Tuesday, April 25, 2017

Friendships

I recently heard a story about a nine-year-old boy who was diagnosed with cancer. He was given a pretty good prognosis although it would require radiation and chemotherapy. He was so upset about the treatment and the fact that he would be losing his hair. He was nervous about going back to school completely bald. On the Saturday before he was to return to school all the boys in his class came over and held a head shaving party. All the boys in his class shaved their heads so that this one young man would not feel bad about himself returning to school. One of the boys that shaved his head was Brian. Brian, up until that point of his 9-year life, had always worn his hair really long. The reason he did this was because he had unusually large ears that protruded from his head. Wearing his hair long hide his large ears and gave him confidence knowing that the chances of ridicule were lessened. Yet, on the day of the head shaving party, Brian didn’t think twice about shaving his hair all off. He was willing to feel more self-conscience about the way he looked in order to help his friend feel less self-conscience about the way he looked and more included. What a wonderful friend?
The story, while making me cry, made me think about friendships within our classroom. This past weekend I was so excited about the prom at our high school. I loved taking pictures for friends and I adored watching the girls in their beautiful dresses and the young men looking so adorably handsome and so grown up in their tuxes. Yet, what I enjoyed more than anything was watching the friendships between the students. One of the mantras of my church is “you can’t do life alone.” Our church is headstrong in helping everyone find a place in the church so that everyone feels included, but that they also grow together.
Friendships are important. Being lonely is hard. Not just for students but for adults. We talk nonstop about collaboration and communication on your teams, but do we talk enough about fostering that collaboration and communication within your classrooms. I know that some students are harder to like than others. Some students don’t do themselves any favors in making friends. Some students are incredibly shy. Some students are socially awkward. Some students could be best friends with anyone including you. Some students bring schema that include fear, prejudices, exclusion, and/or rejection. This makes your job even harder. But most things worth doing are hard (i.e. exercise…. still trying to convince myself).

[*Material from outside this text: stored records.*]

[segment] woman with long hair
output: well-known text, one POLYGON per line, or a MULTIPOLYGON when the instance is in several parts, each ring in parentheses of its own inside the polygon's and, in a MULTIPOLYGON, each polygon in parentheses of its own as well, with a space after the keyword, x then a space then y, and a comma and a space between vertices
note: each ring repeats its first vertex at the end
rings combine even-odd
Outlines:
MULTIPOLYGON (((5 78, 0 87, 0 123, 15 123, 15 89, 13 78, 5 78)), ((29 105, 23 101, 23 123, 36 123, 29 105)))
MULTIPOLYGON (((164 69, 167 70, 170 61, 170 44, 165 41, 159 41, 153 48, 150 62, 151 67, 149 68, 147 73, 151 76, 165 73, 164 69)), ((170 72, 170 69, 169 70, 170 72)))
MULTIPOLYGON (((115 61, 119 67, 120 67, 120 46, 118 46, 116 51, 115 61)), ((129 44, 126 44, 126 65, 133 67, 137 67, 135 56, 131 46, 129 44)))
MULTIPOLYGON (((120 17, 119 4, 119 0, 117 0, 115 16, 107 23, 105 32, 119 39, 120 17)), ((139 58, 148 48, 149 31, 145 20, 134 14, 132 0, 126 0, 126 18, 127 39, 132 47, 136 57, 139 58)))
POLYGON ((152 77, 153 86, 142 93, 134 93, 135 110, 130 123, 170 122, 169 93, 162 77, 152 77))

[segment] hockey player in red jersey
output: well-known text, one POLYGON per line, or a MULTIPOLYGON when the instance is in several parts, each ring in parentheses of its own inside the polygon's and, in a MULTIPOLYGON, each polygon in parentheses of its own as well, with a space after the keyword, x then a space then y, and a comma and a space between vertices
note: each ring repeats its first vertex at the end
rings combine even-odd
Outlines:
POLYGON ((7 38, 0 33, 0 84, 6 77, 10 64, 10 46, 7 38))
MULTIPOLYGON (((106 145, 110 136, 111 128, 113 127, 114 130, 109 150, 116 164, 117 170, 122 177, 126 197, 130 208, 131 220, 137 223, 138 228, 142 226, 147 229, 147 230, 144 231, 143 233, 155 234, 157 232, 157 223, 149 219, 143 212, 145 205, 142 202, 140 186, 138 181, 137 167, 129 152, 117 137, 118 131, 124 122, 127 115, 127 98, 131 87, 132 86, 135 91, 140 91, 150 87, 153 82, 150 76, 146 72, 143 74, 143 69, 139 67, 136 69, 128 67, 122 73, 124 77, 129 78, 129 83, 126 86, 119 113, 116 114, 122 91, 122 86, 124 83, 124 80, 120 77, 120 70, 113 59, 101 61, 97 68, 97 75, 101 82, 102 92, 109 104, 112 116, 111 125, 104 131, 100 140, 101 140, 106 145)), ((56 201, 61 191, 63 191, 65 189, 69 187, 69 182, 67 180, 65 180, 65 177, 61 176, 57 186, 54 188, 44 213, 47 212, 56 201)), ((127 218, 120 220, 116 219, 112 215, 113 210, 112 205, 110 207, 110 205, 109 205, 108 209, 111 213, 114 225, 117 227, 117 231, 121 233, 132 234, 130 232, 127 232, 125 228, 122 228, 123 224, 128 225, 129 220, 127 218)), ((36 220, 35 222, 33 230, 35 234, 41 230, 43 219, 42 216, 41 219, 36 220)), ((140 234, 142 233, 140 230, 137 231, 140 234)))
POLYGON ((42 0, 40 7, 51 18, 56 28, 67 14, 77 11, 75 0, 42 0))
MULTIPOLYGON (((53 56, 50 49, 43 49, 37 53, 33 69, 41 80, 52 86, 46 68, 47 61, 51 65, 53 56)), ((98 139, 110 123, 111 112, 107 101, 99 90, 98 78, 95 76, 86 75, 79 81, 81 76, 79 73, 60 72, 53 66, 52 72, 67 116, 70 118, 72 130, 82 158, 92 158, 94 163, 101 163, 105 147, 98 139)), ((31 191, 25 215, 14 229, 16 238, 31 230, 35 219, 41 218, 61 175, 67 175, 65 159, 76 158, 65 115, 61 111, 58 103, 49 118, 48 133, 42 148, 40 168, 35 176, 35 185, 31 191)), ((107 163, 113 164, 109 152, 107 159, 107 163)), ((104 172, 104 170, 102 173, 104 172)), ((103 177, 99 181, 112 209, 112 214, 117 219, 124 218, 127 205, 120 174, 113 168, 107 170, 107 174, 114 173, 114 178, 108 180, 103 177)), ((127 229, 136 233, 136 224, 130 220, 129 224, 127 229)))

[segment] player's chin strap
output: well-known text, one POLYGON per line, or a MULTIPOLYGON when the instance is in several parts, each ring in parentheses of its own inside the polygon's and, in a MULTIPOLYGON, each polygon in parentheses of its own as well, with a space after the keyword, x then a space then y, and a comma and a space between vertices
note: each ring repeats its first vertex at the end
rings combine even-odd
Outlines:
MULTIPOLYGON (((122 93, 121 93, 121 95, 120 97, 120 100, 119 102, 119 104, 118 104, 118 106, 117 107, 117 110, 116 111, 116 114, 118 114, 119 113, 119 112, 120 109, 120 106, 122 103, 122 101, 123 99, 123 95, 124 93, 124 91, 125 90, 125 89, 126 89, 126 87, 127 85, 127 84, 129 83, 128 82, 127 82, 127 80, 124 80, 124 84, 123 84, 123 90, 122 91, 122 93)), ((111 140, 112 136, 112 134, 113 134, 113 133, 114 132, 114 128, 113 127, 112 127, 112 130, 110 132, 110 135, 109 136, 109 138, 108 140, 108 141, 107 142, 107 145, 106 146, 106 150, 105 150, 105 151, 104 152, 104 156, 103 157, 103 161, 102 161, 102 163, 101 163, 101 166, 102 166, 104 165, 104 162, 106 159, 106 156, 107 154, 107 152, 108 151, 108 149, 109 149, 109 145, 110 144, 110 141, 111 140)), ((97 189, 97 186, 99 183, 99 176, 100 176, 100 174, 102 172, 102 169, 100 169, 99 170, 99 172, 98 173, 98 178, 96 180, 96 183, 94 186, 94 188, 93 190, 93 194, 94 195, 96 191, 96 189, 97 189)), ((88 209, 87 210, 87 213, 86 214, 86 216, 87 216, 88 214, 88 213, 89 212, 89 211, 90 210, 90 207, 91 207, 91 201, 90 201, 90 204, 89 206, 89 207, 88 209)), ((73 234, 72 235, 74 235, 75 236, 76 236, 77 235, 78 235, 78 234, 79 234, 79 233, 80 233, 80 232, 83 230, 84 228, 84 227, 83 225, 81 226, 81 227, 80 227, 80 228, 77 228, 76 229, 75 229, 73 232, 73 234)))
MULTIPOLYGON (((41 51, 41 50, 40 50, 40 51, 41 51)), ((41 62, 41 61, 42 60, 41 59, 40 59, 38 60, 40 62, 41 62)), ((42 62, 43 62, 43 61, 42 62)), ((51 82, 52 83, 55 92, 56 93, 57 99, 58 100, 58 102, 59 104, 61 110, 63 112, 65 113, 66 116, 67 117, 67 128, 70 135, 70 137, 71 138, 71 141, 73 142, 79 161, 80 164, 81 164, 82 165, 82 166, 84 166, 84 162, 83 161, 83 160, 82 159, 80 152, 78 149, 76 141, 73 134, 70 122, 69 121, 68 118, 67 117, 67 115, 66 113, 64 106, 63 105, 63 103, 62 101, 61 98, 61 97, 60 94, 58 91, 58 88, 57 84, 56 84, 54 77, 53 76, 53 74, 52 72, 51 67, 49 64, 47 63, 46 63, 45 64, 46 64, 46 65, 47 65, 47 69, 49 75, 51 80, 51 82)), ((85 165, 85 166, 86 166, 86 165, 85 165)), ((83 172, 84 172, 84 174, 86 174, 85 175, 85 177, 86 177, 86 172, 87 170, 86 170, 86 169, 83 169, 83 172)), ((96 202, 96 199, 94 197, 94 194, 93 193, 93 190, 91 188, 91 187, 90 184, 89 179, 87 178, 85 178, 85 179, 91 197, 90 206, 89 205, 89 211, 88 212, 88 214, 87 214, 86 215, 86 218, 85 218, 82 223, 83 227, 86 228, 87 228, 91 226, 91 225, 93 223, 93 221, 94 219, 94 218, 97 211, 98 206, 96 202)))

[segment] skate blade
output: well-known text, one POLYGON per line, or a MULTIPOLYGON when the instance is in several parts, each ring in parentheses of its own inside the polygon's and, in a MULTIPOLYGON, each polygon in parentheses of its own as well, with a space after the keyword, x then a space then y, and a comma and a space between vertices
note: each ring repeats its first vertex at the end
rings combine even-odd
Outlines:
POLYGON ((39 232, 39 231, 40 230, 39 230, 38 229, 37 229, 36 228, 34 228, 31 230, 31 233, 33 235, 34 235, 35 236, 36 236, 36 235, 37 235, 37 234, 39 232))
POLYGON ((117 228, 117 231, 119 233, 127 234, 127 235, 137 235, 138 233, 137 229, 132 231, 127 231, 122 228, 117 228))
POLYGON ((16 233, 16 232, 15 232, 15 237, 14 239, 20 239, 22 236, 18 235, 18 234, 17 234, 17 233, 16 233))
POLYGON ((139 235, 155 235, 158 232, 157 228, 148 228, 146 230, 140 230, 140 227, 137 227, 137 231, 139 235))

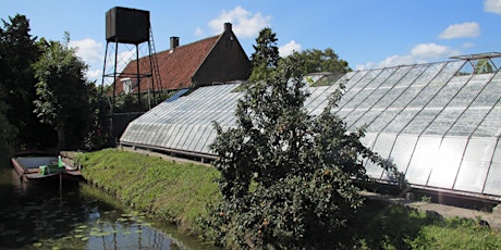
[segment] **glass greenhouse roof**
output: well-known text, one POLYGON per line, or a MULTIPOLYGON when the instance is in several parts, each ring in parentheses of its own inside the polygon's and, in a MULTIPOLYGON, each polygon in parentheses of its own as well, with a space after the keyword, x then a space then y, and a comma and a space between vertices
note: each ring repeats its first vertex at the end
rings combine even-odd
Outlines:
MULTIPOLYGON (((501 199, 501 73, 465 73, 468 58, 457 59, 330 77, 308 87, 306 107, 319 114, 342 83, 346 89, 335 112, 351 130, 365 125, 363 142, 395 163, 411 185, 501 199)), ((176 95, 130 123, 120 142, 213 158, 212 121, 234 125, 239 86, 176 95)), ((380 167, 366 168, 388 179, 380 167)))

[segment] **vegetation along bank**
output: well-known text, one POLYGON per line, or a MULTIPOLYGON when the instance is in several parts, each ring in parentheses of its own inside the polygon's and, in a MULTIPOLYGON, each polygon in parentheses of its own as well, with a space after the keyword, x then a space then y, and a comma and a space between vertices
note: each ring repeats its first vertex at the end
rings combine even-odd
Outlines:
MULTIPOLYGON (((119 149, 83 153, 85 178, 122 202, 192 235, 207 236, 208 204, 221 200, 206 165, 173 162, 119 149)), ((501 234, 478 220, 444 218, 437 213, 366 200, 347 228, 359 249, 499 249, 501 234)))
POLYGON ((84 177, 95 186, 193 235, 201 234, 197 221, 207 216, 206 207, 221 199, 213 182, 218 172, 201 164, 118 149, 80 154, 78 164, 83 165, 84 177))

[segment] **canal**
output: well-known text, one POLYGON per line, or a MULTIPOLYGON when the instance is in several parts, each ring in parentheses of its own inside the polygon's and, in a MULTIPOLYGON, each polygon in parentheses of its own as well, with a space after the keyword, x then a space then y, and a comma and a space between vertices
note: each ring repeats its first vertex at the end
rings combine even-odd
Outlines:
POLYGON ((22 183, 0 166, 0 249, 217 249, 88 184, 22 183))

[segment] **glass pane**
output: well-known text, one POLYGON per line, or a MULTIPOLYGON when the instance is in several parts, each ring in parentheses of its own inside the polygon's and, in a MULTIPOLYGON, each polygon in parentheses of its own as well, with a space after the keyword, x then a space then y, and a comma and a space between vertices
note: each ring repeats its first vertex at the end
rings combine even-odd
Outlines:
POLYGON ((406 109, 402 111, 391 123, 384 128, 386 133, 399 134, 407 124, 413 121, 416 114, 419 112, 417 109, 406 109))
POLYGON ((440 110, 426 109, 421 110, 416 117, 413 117, 411 123, 402 130, 404 134, 420 134, 439 114, 440 110))
MULTIPOLYGON (((390 155, 391 148, 395 140, 396 135, 381 134, 377 137, 377 140, 372 147, 372 151, 377 152, 381 158, 388 159, 390 155)), ((367 174, 374 178, 381 178, 383 170, 368 161, 366 164, 367 174)))
POLYGON ((462 109, 443 110, 425 130, 425 135, 445 135, 445 133, 454 125, 462 112, 462 109))
POLYGON ((442 140, 437 155, 432 159, 433 168, 428 186, 449 189, 453 187, 466 142, 467 139, 462 138, 444 138, 442 140))
POLYGON ((463 160, 454 189, 481 192, 489 165, 490 162, 463 160))
POLYGON ((501 143, 498 142, 494 150, 494 157, 487 175, 485 193, 501 196, 501 143))
POLYGON ((471 136, 478 123, 484 120, 489 110, 487 109, 468 109, 454 123, 449 130, 450 136, 471 136))
POLYGON ((411 161, 416 142, 417 136, 413 135, 400 135, 396 138, 389 159, 396 165, 399 172, 405 174, 407 171, 408 162, 411 161))
POLYGON ((411 184, 426 185, 440 146, 438 137, 419 137, 405 177, 411 184))
POLYGON ((474 136, 499 137, 501 135, 501 107, 496 107, 481 122, 474 136))

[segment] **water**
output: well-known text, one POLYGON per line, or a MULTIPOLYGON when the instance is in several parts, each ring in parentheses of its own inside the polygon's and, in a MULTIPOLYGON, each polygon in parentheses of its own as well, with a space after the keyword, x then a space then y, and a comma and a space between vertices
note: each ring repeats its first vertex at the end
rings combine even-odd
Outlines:
POLYGON ((0 249, 216 249, 81 183, 40 187, 0 167, 0 249))

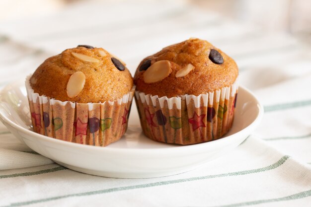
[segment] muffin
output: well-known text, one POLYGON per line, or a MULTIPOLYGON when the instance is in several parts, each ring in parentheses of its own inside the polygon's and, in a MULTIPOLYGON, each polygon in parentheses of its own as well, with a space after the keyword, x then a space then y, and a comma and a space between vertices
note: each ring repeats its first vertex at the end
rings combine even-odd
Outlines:
POLYGON ((238 75, 232 58, 199 39, 146 58, 134 76, 144 133, 183 145, 221 138, 232 126, 238 75))
POLYGON ((47 59, 26 80, 34 131, 96 146, 119 139, 134 93, 125 65, 102 48, 88 45, 47 59))

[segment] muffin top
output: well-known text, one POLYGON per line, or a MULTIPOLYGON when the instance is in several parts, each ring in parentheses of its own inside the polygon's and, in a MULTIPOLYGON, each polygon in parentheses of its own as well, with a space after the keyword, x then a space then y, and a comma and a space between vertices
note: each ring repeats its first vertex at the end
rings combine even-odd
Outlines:
POLYGON ((209 42, 191 38, 145 58, 134 76, 136 90, 159 97, 212 92, 238 74, 231 58, 209 42))
POLYGON ((115 100, 130 91, 133 77, 125 64, 102 48, 88 45, 47 59, 30 78, 35 93, 62 101, 115 100))

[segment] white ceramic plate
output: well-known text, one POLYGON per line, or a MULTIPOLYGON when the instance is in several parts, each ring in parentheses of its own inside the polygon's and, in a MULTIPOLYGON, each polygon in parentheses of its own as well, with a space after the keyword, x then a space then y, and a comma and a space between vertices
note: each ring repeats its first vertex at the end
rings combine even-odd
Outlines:
POLYGON ((102 147, 49 138, 31 131, 24 80, 0 93, 0 119, 37 152, 77 171, 105 177, 143 178, 186 172, 219 157, 242 142, 258 125, 262 106, 240 87, 233 128, 226 138, 187 146, 157 142, 143 135, 135 104, 128 131, 118 141, 102 147))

I could provide you with hundreds of articles describing how to develop friendships with peers, but the best way to build friendships within your classroom is by modeling. Modeling is the number one friend of a teacher. We should model everything from TDA to math computation, but we also model friendship skills. We model by how we talk to our students, the words we use with our students, how we respond when they’re upset, our treatment when they’re not making good decisions, or the ways we celebrate with them on minor and major accomplishments. DuBois once said, “children learn more from who you are than what you teach.” As my teenagers would say #truth.  Think about your work on a team. You can get so much accomplished when everyone works together-your classroom is no different. The friendships matter for the content you teach, but it matters for the humans you teach as well.